There is sometimes a confusion that a sufficiently accurate renderer can produce realistic renders. But this is not true; the material models used is the key to producing realistic and convincing renders. This is why we often say that the material system is the heart of the renderer. In Thea Render, we have created a compact number of highly realistic materials using the most accurate physically-based models. These materials are used as building blocks in a layering system that has been designed to produce highly energy-conservative material combinations. The new layering system is an innovation of Thea Render by taking advantage and improving state of the art techniques in material modeling. Even more, the material system is easy to use with the integrated material editor, designed to exactly match the material system and maximize workflow. The layering system is used transparently by the end user; adding coatings, stacking or mixing substrates are easily done.

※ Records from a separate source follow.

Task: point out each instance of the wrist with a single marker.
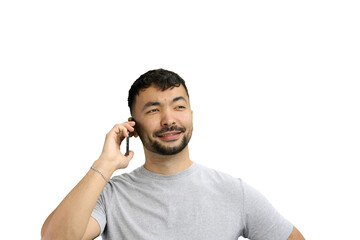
(104, 167)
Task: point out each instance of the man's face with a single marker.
(163, 119)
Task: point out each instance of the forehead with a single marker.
(154, 94)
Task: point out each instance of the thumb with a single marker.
(130, 156)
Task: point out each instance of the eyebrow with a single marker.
(150, 104)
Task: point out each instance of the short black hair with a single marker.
(162, 78)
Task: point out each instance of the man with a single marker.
(170, 197)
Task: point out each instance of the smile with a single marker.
(168, 136)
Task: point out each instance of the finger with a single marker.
(130, 156)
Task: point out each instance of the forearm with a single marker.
(70, 218)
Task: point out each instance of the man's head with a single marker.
(159, 103)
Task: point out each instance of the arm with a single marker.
(296, 235)
(72, 218)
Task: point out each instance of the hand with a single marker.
(111, 158)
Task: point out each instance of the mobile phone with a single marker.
(127, 144)
(127, 139)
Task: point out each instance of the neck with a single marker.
(167, 164)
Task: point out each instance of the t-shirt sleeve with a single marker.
(99, 211)
(262, 220)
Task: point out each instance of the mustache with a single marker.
(169, 129)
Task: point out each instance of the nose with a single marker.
(167, 119)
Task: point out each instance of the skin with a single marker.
(155, 112)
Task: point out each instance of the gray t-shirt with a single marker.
(197, 203)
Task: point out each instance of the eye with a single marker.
(153, 110)
(180, 107)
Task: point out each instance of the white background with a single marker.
(274, 86)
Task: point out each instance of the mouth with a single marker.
(170, 135)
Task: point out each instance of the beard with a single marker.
(156, 146)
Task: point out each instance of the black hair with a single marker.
(162, 78)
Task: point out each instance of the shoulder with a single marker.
(220, 178)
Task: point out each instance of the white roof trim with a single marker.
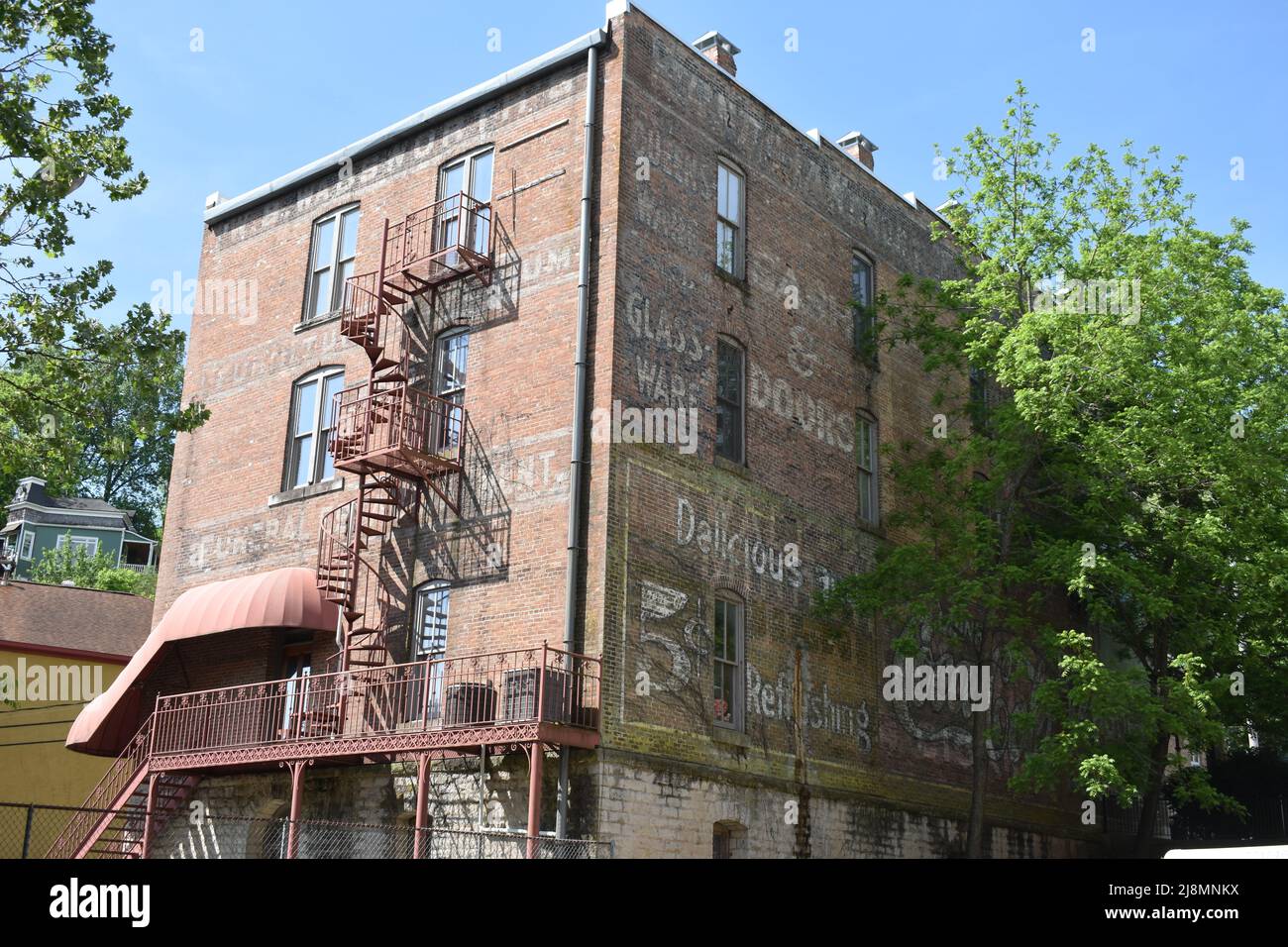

Light simulation refers to the means of solving the global illumination problem governed by the rendering equation (or volumetric rendering equation when participating media are present). What is so special about this equation, is that its expansion results into an infinite series; practically, this means that we have to deal with very high dimensions. This can cause various numerical stability problems. Dealing with the global illumination problem was traditionally being done with discretization methods, such as variants of finite elements. But these techniques are too coarse for the delicate needs of the human eye; even more, they are quite resource demanding. Stochastic methods on the other hand can lead to the actual solution, i.e. without inserting any bias. By applying progressively the stochastic methods, we can see the image refined over time. In Thea Render we have developed a mathematical framework by selecting and improving the most robust numerical techniques. Even more, Thea Render can perform accurate volumetric light simulation, something that cannot be found in other high-end commercial render solutions. Calculating in full visible spectral space, we made sure that there is no lighting detail you are going to miss.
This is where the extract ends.